Charismatic thief Edgin (Chris Pine) and his band of unlikely adventurers (including Holga (Michelle Rodriguez) the barbarian) undertake an epic heist to retrieve a lost relic and to liberate his daughter (Chloe Coleman) from Forge’s (Hugh Grant) castle. Things go dangerously awry when they run afoul of the wrong people, but the group must work together to overcome seemingly never-ending obstacles as they continue their important quest.
While directors John Francis Daley and Jonathan Goldstein stay true to the origins of the game, prior knowledge of Dungeons & Dragons isn’t necessary. The film explains everything you need to know, making this an action adventure that’s appropriate for everyone. It’s surprising just how accessible this movie is. You don’t have to know the rules of the game to get a real kick out of this one.

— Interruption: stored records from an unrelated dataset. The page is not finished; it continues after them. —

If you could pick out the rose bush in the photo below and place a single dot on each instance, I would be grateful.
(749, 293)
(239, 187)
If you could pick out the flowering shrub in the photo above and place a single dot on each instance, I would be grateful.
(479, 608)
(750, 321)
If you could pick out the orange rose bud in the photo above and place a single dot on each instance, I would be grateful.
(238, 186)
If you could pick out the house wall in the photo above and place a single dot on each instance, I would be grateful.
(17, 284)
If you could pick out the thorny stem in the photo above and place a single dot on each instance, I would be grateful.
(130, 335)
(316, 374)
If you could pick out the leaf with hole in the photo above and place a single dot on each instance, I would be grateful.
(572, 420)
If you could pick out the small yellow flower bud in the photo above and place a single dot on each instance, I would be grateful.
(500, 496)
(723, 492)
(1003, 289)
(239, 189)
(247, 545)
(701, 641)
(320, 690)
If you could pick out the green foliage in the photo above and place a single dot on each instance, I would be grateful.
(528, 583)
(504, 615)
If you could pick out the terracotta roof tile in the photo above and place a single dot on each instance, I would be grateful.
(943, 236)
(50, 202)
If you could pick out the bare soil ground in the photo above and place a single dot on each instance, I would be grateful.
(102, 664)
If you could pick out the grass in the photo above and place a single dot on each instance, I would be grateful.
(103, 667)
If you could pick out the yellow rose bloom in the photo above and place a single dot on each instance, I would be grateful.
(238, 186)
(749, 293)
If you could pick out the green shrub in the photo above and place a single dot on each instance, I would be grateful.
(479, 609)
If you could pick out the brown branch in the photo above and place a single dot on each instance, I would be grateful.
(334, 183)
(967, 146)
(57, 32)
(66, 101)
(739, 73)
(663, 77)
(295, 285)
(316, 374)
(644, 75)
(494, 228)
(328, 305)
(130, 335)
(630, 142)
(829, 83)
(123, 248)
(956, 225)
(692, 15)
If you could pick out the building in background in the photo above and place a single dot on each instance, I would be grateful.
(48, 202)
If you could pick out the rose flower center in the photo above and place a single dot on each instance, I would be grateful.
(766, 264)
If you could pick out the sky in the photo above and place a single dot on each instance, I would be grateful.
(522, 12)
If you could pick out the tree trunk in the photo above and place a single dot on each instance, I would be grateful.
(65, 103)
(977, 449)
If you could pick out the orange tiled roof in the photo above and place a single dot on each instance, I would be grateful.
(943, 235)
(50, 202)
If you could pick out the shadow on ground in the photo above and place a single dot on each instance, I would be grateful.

I’m sure there are plenty of Easter eggs hidden around for the gamers, but it’s not so insider that the uninitiated can’t understand what’s going on. This is definitely one of the film’s greatest strengths.
The story (with a script by Goldstein, Daley, and Michael Gilio) is solid too, with well-developed characters and irreverent humor that keeps the movie from becoming just another based-on-a-game throwaway. There’s a ton of heart and genuine emotion, which is elevated by the terrific cast. The actors play off each other well, giving a human element to what thankfully is not just a bunch of dumb CGI. You can feel the real connection between Edgin and Holga, best friends who always have each other’s backs, and Rodriguez and Pine’s chemistry finds the perfect groove. Grant, who is having a career resurgence lately, is as delightful as ever as the rogue Forge Fitzwilliam, as is Justice Smith as amateur sorcerer Simon and Sophia Lillis as shape shifting tiefling druid Doric. Most shocking is that Pine isn’t doing yet another version of his annoying shtick here, which in itself is a massive achievement.
The pacing is brisk and the special effects are well done, even if the finale is stretched a little thin. I found it easy to become engrossed in the mythical world of D&D not only because the movie looks great visually, but the characters are appealing, too. There’s plenty to root for.
Even if you think you aren’t a fan of the fantasy genre, I suggest you give “Dungeons & Dragons: Honor Among Thieves” a try. This playful, character-driven adventure offers a ton of magical fun at the movies.